The Best Way to Dry Cannabis After HarvestOctober 15, 2019 0 By Macky
There are many ways to dry your buds after harvest, some ways are better than others, but the principles are the same. The best way to dry cannabis after harvest is slowly, and evenly. It takes time, and practise to know when the buds are dry enough to be put in jars and cured.
In this guide we will explain a few different methods of drying your cannabis after harvest. You can then decide which method is best for you, and dry your cannabis the right way, for better flavour, and a smoother smoke.
- Preparing Your Drying Space
- Harvesting Your Plants
- To Trim or not to Trim
- Hanging Your Buds after Harvest
- Drying Cannabis in a Drying Rack
- The Best Way to Dry Cannabis After Harvest
- Airflow and Extraction
- How Long to Hang Cannabis to Dry
- Curing Cannabis After it Has Dried
Preparing a Space for Drying Cannabis
For the best results, after harvesting your cannabis plant, you will need to be ready to move the buds into the drying area as quickly and as easily as possible.

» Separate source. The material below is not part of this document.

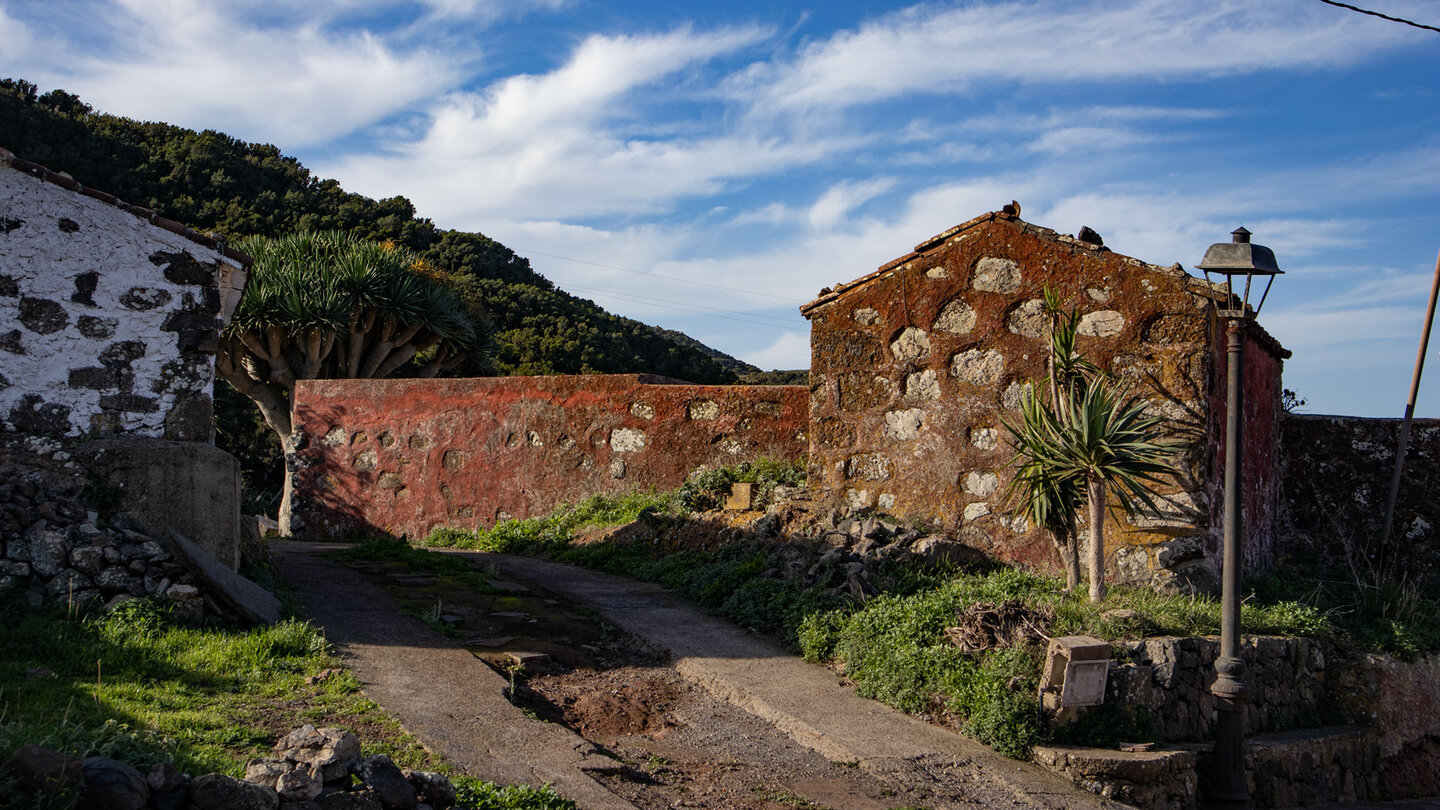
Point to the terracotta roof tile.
(69, 183)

You need to make the whole process as simple as possible, and preparing beforehand can help you keep the whole process smooth and easy.
To reduce the chances of rot and mould, or buds infecting your harvest, you should thoroughly clean the area you intend to dry in, before hanging the plants to dry.
Cleaning the Drying Area
There are many ways to clean the area before you hang your plants in it. You want to make sure this area is free from dust, mould spores, or any other things that may contaminate your flowers whilst they dry.
Wipe the walls down with a disinfectant, and allow the room to dry out before hanging the plants in it. Preferably, the drying area should be prepared the day before harvest, to give the room a chance to dry out.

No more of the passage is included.